La République démocratique du Congo (RDC) a lancé l’initiative « Fleuve Sans Ebola » pour renforcer la surveillance sanitaire entre Kisangani et Kinshasa et prévenir la propagation de la maladie à virus Bundibugyo le long du principal corridor fluvial du pays.
Face au risque de diffusion du virus à partir de Kisangani, où 10 cas ont été rapportés, le gouvernement congolais a engagé, jeudi, un dispositif multisectoriel destiné à renforcer la prévention, la détection et la prise en charge des éventuels cas d’Ebola le long du fleuve Congo.
L’initiative « Fleuve Sans Ebola »mise en œuvre avec l’appui du mécanisme interagences de préparation et de riposte à Ebola réunissant notamment l’OMS, l’OIM, l’UNICEF et le PAM, bénéficie d’un financement de 9 millions de dollars des Nations Unies, mobilisé via les fonds d’OCHA. L’objectif est de renforcer la ligne de défense sanitaire du fleuve et d’empêcher une éventuelle progression du virus vers les principaux centres urbains riverains, notamment Mbandaka et Kinshasa, ainsi que vers les pays voisins, dont la République du Congo et la République centrafricaine.
Un corridor stratégique
Le choix du fleuve Congo comme axe prioritaire de surveillance s’explique par son importance pour la mobilité et les échanges. Des milliers de voyageurs, commerçants et opérateurs de transport l’empruntent régulièrement, faisant de cet axe un vecteur potentiel de propagation rapide d’une maladie infectieuse.
Plus de dix ministères, quatorze institutions publiques, les autorités provinciales, les opérateurs fluviaux, la société civile et les partenaires techniques et financiers sont associés à l’opération.
Le dispositif prévoit notamment le renforcement de la surveillance dans les ports et autres points d’entrée, l’installation d’un système intégré d’alerte précoce, l’amélioration des équipements sanitaires et la création de réseaux communautaires chargés de signaler rapidement les cas suspects.
Des formations sont également prévues pour les armateurs, capitaines, contrôleurs fluviaux, agents de santé et relais communautaires, tandis que les mesures d’hygiène et de prévention seront renforcées dans les ports et les structures sanitaires.
Des capacités renforcées le long du fleuve
Le programme prévoit en outre la création de capacités d’isolement et de prise en charge dans plusieurs points stratégiques, notamment Kisangani, Mbandaka, Kwamouth et Kinshasa.
Un dispositif logistique doit permettre de gérer d’éventuelles mises en quarantaine d’unités flottantes, tandis qu’un réseau de laboratoires mobiles flottants doit permettre de réaliser des diagnostics directement sur le fleuve.
Pour le ministère congolais de la Santé, cette stratégie vise à détecter rapidement les cas suspects et à interrompre les chaînes de transmission avant qu’elles ne s’étendent à d’autres communautés.
Le ministère de l’Intérieur estime, pour sa part, que l’initiative doit dépasser la seule riposte à l’épidémie actuelle et contribuer à la mise en place d’un mécanisme durable de prévention et de réponse aux maladies à potentiel épidémique dans les bassins du Congo, de l’Oubangui et de la Sangha.
Une épidémie d’ampleur exceptionnelle
Au 18 août 2026, l’épidémie de maladie à virus Ebola de souche Bundibugyo totalisait, selon les données fournies dans le document, 5 208 cas confirmés et plus de 2 476 décès, soit un taux de létalité de 47,5 %.
La flambée s’est étendue à 56 zones de santé dans six provinces : Bas-Uélé, Haut-Uélé, Ituri, Nord-Kivu, Sud-Kivu et Tshopo. Selon la même source, elle constitue désormais la deuxième plus importante flambée d’Ebola jamais documentée.

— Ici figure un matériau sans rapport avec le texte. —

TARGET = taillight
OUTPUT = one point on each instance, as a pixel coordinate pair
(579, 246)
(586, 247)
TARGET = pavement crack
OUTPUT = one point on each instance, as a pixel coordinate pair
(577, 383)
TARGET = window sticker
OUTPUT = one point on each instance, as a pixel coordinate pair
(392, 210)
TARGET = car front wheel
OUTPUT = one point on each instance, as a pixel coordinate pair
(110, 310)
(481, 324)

Sa progression rapide constitue un défi majeur pour les autorités sanitaires, particulièrement dans un pays où les déplacements fluviaux relient de nombreuses communautés difficiles d’accès.

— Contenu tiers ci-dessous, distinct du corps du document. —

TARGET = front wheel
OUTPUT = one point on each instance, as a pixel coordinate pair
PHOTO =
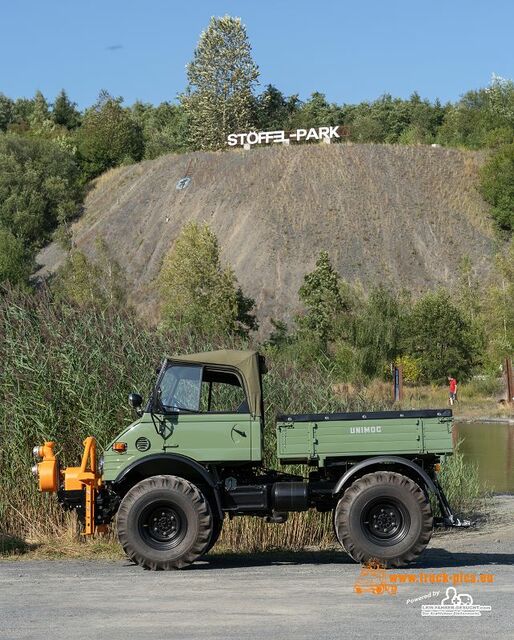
(164, 522)
(385, 517)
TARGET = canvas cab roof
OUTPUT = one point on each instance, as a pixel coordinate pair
(248, 363)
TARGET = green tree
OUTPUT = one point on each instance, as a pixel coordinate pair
(497, 186)
(440, 336)
(221, 76)
(98, 282)
(379, 330)
(197, 293)
(109, 136)
(65, 112)
(320, 293)
(39, 119)
(164, 128)
(15, 266)
(6, 112)
(39, 187)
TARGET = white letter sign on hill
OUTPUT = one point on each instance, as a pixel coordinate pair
(299, 135)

Une première phase de trois mois
La première phase de « Fleuve Sans Ebola », prévue sur trois mois, sera consacrée au déploiement des mesures prioritaires : équipement des points de contrôle, renforcement des capacités locales, surveillance sanitaire et sensibilisation des populations vivant le long du corridor.

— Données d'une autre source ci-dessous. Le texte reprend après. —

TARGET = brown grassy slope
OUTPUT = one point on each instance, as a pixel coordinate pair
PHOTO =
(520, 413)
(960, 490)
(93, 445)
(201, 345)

Pour l’OMS, l’initiative traduit une volonté d’anticipation alors que les précédentes épidémies ont démontré l’importance d’une détection précoce et de l’implication des communautés.
Au-delà de la crise actuelle, les autorités congolaises et leurs partenaires entendent ainsi transformer le fleuve Congo en ligne de défense sanitaire, afin de limiter les risques de propagation d’Ebola tout en renforçant durablement la préparation du pays face aux futures épidémies.